Wednesday 5ish marked my toughest decision: Films Without Borders or Dogtooth?  The latter was being praised as a festival highlight and a delightfully bent drama.  The former was a collection of experimental shorts, featuring a new film by Syndromes and a Century director Apichatpong Weerasethakul.  I thought long and hard about it (and changed my mind several times) and in the end chose the experimental shorts collection curated by the Belcourt’s Jason Shawhan.  The program was a mixed bag of good, bad, and ugly.  After seeing the Films Without Borders collection for a few years now, I’m beginning to feel that Jason tends to prefer statement-making experimental shorts that work within a narrative structure.  I myself lean towards tone poems in the vein of Stan Brakhage or Len Lye.  Musical symphonies don’t have to mean anything to be deep and beautiful; why must films?  I would tell you the names of the standouts, but NaFF  took the schedule off their website.  The best film placed a camera inside a person’s mouth facing outward as the person ate, smoked, and kissed.  The effect produced surprisingly beautiful images.  Another highlight was a Friends-style sitcom scene that kept rewinding and playing again, with each viewing a generational loss in quality and a deja-vu bewilderment on the faces of the actors.  Quite enjoyable.  Overall, 3 out of 5.

An Italian drama starring Tilda Swinton about the love lives of the bourgeoisie offspring of a wealthy textile manufacturer, I Am Love (Lo Sono L’Amore) was the surest, most elegantly composed, most masterful film I saw at NaFF.  I’m still thinking about the densely layered plot, involving class, sexual orientation, ethnicity, power, and the forbidden.  5 out of 5.

Hitoshi Matsumoto’s Big Man Japan was the outrageously-entertaining-if-bum-fuddling monster romp of NaFF 2008.  I was a little worried that his new film Symbol would succeed and fail in the same ways BMJ did — that being, an ending that doesn’t live up to it’s innovative premise.  Worry not.  Symbol is certainly innovative and at times bum-fuddling, but it satisfies; and the ending is thoughtful, touching, and prescient.  The film juxtaposes the stories of a Mexican luchador who never takes his mask off and a man (played by the director) trapped in a white room.  You’ll wonder what the two stories have to do with each other until a slow-wound punchline intersects them near the end of the film.  The man in the white room has to touch levers in the shape of . . . erm . . . cherub penises and testicles . . . in order to activate various deployments, including toothbrushes, sushi, cherub farts, momentary-on doors, etc.  The plot could very well be the level design for a video game.  I was constantly reminded of Valve’s masterpiece Portal and half-expected a companion cube to drop in.  The man subsequently reaches further levels until he faces. . . well, I won’t spoil it for you.  Is the cake a lie?  You’ll have to watch and see for yourself.  4.5 out of 5.

THURSDAY – APRIL 22ND

Starring John C. Riley, Johah Hill, and Marisa Tomei, the Duplas brothers’ Cyrus was by far the comedy highlight of NaFF.  Of course, it was the only comedy I saw at NaFF.  IMDB plots it as thus: “A down on his luck divorcée finally meets the woman of his dreams, only to discover she has another man in her life – her son. Before long, the two are locked in a battle of wits for the woman they both love-and it appears only one man can be left standing when it’s over.”  The film was quite hilarious, but things resolved a little too easily at the end.  3.8 out of 5.

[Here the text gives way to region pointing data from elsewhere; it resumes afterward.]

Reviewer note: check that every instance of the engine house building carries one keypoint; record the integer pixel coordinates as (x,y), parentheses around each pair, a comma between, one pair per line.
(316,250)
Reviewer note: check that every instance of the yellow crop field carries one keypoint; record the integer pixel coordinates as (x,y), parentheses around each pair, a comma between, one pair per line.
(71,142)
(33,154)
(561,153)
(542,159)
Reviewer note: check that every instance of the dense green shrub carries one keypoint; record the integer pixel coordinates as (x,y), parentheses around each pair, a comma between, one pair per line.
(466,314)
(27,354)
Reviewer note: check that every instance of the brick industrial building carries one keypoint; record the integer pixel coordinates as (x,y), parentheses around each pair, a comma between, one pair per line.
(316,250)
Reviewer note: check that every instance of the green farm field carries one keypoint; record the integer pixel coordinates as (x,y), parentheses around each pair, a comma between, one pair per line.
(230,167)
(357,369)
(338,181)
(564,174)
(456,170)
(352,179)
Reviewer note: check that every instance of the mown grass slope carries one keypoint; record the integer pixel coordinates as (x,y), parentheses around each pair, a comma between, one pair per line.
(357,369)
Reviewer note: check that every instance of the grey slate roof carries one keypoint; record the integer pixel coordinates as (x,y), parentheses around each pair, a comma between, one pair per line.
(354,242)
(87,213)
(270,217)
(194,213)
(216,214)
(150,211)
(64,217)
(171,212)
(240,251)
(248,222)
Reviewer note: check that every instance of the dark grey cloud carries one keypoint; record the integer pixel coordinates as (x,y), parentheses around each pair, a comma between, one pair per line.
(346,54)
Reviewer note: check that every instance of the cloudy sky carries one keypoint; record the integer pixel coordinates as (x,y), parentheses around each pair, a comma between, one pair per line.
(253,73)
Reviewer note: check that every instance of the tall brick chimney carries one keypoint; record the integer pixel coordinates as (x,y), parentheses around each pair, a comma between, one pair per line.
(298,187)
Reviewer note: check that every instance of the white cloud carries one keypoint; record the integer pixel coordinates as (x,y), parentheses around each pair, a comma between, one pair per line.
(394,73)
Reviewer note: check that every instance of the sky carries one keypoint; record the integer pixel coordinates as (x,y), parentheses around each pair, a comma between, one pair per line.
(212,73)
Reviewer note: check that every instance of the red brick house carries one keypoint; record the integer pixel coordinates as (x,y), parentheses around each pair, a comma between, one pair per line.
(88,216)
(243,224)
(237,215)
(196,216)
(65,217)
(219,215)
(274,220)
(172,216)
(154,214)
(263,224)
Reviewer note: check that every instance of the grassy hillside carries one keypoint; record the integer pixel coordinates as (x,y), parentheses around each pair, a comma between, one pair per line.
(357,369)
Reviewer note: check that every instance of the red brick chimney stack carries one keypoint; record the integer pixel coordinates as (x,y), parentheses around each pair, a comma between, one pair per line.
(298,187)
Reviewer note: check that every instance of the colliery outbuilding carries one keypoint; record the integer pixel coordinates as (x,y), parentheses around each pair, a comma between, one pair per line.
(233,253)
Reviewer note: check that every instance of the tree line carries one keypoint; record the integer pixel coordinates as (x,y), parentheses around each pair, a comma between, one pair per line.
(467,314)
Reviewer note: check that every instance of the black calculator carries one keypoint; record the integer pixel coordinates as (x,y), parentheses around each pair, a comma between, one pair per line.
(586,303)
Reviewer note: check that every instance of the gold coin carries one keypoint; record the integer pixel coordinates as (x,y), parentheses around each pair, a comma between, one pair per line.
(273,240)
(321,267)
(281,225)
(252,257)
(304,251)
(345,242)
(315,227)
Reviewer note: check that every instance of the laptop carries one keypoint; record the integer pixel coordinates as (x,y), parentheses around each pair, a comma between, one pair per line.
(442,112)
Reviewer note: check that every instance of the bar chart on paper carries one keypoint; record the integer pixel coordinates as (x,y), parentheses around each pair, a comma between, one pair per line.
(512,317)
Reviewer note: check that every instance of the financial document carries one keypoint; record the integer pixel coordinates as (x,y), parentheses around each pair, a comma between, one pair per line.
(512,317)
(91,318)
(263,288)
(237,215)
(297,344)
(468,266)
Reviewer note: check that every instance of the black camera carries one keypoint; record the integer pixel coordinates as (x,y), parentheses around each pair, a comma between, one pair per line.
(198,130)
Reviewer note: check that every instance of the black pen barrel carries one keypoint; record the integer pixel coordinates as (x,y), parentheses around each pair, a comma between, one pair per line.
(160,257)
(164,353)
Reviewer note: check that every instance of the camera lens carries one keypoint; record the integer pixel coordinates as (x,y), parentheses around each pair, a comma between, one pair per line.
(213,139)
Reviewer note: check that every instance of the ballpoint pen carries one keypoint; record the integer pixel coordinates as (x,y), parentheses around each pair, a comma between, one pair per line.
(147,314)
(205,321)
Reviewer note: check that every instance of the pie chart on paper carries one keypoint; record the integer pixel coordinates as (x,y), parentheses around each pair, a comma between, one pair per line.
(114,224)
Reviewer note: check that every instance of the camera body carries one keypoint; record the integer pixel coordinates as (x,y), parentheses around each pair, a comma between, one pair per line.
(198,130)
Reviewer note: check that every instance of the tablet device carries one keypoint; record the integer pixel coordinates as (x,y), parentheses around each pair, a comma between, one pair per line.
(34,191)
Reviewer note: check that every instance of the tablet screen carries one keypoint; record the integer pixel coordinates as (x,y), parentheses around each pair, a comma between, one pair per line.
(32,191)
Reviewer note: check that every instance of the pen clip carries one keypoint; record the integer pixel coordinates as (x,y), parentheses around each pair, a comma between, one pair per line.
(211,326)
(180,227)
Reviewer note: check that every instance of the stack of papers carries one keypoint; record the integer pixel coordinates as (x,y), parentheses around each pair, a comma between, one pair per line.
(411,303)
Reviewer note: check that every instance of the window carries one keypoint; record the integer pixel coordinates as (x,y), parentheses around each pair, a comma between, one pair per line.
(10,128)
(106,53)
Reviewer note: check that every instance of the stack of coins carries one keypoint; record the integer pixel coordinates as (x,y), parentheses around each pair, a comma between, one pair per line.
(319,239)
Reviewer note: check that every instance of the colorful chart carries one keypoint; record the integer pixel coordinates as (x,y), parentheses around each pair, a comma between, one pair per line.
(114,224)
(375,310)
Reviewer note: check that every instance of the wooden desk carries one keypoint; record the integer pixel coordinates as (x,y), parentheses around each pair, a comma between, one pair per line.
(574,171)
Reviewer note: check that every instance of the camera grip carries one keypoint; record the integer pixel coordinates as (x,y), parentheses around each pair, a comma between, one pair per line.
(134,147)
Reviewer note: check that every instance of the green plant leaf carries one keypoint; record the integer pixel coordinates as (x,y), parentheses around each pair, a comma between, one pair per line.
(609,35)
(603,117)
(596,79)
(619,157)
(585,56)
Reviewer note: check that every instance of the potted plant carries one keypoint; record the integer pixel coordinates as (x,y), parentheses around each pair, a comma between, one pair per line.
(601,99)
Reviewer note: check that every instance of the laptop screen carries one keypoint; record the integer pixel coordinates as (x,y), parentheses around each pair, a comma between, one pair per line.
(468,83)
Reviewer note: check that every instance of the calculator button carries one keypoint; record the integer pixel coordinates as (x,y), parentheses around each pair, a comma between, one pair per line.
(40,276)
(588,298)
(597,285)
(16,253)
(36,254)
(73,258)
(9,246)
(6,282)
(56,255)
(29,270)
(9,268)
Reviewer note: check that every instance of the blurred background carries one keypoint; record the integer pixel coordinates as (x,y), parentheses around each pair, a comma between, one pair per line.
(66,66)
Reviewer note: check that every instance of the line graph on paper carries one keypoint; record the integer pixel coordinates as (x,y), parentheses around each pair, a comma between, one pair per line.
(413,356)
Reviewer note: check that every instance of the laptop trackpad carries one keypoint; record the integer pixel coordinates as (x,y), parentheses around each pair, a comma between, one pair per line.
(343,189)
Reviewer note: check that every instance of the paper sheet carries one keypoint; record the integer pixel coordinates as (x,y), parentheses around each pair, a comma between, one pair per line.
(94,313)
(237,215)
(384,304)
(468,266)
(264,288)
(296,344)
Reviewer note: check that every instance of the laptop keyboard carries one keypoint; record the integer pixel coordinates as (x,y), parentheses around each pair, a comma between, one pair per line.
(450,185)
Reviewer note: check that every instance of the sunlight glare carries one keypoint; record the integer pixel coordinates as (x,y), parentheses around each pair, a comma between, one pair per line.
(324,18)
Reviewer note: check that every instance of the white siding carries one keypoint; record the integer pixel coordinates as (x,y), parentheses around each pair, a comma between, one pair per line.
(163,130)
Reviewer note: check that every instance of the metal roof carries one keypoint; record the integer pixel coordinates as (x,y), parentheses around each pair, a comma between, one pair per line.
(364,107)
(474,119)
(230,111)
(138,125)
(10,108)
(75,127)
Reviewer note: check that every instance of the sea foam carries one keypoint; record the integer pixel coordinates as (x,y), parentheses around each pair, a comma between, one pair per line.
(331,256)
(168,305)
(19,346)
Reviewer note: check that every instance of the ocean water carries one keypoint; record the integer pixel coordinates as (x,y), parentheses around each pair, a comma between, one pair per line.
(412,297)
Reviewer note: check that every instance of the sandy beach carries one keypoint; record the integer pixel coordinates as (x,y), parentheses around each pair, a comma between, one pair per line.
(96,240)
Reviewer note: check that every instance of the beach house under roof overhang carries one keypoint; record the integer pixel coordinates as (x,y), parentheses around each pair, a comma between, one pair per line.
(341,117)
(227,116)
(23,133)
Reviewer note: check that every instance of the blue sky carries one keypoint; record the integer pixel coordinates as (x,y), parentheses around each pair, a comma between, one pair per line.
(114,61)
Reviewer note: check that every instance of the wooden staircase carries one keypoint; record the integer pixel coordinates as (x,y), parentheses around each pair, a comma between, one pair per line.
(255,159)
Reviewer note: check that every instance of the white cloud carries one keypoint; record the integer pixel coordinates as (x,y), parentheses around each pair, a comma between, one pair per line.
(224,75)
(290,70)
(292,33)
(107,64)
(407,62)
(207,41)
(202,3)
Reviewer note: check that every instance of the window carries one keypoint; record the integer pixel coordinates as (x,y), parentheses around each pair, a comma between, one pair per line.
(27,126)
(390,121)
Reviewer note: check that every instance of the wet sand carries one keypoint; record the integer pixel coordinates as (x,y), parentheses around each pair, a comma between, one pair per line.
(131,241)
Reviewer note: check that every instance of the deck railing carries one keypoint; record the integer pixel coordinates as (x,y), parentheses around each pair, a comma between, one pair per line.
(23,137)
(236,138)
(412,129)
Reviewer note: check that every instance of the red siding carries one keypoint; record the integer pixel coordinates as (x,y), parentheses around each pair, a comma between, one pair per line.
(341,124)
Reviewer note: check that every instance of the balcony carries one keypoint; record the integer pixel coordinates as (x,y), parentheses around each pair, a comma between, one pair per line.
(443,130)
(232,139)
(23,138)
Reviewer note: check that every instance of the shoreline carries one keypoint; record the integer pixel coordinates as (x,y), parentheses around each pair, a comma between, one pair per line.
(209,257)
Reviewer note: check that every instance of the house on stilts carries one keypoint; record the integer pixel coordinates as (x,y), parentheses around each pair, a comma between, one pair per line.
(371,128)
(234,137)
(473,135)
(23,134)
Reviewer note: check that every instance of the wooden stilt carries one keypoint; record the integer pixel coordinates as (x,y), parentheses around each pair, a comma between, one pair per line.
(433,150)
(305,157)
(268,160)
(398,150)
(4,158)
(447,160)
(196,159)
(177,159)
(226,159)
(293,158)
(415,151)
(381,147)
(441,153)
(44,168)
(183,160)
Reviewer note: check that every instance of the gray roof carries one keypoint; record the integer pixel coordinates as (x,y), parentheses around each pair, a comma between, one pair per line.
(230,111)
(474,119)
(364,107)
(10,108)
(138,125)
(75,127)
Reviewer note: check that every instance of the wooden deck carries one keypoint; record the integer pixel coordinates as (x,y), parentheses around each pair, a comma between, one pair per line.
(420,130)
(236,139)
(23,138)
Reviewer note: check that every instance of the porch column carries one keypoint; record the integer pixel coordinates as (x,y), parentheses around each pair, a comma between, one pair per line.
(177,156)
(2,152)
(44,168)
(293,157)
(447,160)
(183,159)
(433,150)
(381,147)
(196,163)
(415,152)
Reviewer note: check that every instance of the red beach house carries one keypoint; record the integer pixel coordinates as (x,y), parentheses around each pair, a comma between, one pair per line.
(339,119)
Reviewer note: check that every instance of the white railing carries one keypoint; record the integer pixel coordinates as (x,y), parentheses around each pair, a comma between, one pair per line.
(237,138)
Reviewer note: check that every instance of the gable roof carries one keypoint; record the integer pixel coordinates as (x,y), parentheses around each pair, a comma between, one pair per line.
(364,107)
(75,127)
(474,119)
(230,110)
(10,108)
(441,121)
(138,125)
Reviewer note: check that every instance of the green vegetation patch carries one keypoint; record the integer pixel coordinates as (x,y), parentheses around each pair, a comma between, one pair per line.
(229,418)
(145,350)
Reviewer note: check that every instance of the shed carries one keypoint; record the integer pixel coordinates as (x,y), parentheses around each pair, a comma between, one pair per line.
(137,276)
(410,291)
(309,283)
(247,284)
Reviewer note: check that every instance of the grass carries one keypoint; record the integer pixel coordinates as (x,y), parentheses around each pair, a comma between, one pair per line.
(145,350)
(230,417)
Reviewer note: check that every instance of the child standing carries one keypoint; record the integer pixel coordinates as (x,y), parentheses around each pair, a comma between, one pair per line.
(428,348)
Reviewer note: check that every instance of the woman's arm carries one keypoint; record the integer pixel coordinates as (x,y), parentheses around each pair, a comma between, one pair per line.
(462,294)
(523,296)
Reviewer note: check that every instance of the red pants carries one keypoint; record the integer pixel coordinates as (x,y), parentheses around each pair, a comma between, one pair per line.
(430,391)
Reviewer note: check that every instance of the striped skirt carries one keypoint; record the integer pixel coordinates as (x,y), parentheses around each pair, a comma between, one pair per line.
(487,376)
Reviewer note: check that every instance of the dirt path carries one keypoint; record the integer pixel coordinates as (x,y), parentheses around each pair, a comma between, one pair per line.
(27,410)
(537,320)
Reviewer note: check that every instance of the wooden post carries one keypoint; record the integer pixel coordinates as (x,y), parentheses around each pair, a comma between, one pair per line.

So there you have it, the 2010 Nashville Film Festival.  If you want to read more of my reviews, see my coverage for days 1 – 2, 3, and 4 and check out the Nashville Scene’s NaFF guide.  Now back to your regularly-scheduled experimental music blog.

  • Boy, I’m far behind. I’ve seen “Stevie,” and “Big Man Japan” is still in my netflix queue… If you end up with that screener, let me know!